Republican presidential candidate Ron Paul’s views on Israel and Iran have been greatly misunderstood, his son Senator Rand Paul said in a conversation with The Jerusalem Post just hours before Iowans voted in the first caucuses for the GOP nomination Tuesday night.
Kentucky Senator Rand Paul, who like his father espouses libertarian views, said his father’s positions on the threat of a nuclear Iran are in line with those of Mossad head Tamir Pardo and other prominent Israeli figures, who he suggested has questioned the wisdom of using a military option against Iran.
Pardo was quoted by Haaretz as telling Israel’s diplomats in a closed-door meeting that a nuclear Iran was not necessarily an existential threat to Israel.

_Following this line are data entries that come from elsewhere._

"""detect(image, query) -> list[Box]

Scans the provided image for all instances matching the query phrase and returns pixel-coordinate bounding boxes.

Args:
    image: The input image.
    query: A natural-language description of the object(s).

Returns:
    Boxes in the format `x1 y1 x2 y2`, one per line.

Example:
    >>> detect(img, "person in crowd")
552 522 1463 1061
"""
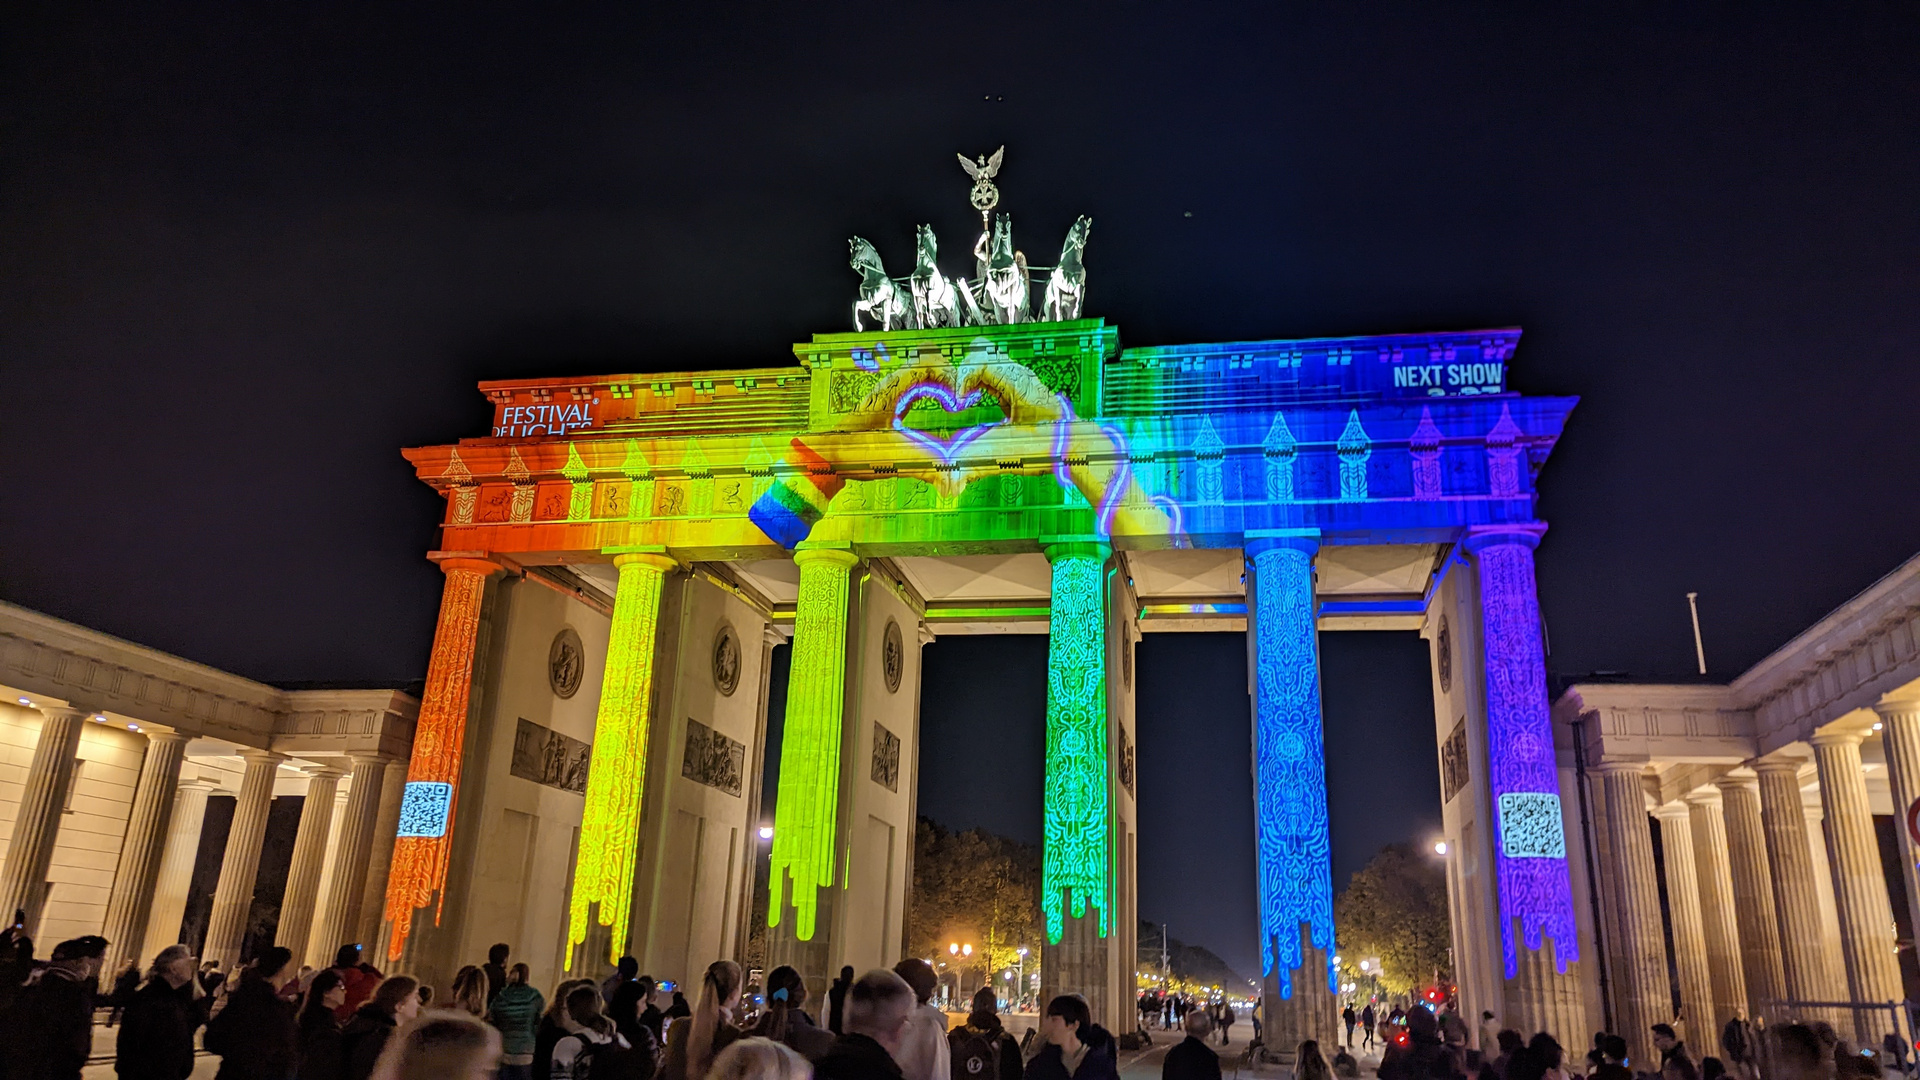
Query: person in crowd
888 960 949 1080
328 944 385 1021
1025 994 1117 1080
640 980 672 1046
1650 1025 1689 1073
1216 1002 1234 1047
1478 1014 1498 1057
0 930 34 1016
1376 1005 1459 1080
1160 1012 1218 1080
552 983 631 1080
5 934 106 1080
535 980 595 1080
199 960 228 998
205 946 301 1080
115 944 204 1080
418 985 436 1009
1331 1046 1360 1080
1482 1030 1523 1080
827 967 855 1037
448 965 490 1017
1697 1058 1725 1080
484 944 511 1003
1718 1019 1750 1072
368 1010 503 1080
1360 1005 1376 1052
753 965 835 1062
664 960 744 1080
1662 1054 1701 1080
1586 1035 1629 1080
1524 1034 1565 1080
488 963 547 1080
669 991 693 1022
606 957 641 1009
1768 1026 1824 1080
297 970 349 1080
947 986 1021 1080
105 957 142 1026
1341 1005 1356 1050
611 974 659 1055
341 975 423 1080
710 1038 812 1080
1296 1041 1331 1080
816 970 916 1080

“Nobody wants Iran to have nuclear weapons. It would destabilize the Middle East,” Rand Paul told the Post following a campaign event in a Des Moines high school, where hundreds of students cheered at his father’s appearance. “And yet, we have to ask, would it be worse to have a preemptive war with Iran or better? Or can we contain them? We contained the Soviet Union,” Rand Paul said.
He continued, “I liked Tamir Pardo’s comments in the sense that he said, we trap ourselves into saying this is the end of the world by making it the end of the world if they do get a nuclear weapon. We may not be able to stop them no matter what we do, and if we say it’s the end of the world, does that mean we have to become part of war that could be the end of the world?” On the campaign trail, Ron Paul has criticized sanctions on Iran as interfering with a free economic system, said it was not clear whether Tehran sought to acquire nuclear weapons and that even so it was understandable given its neighborhood, and echoed his son in suggesting that Iran could be contained as the Soviet Union was.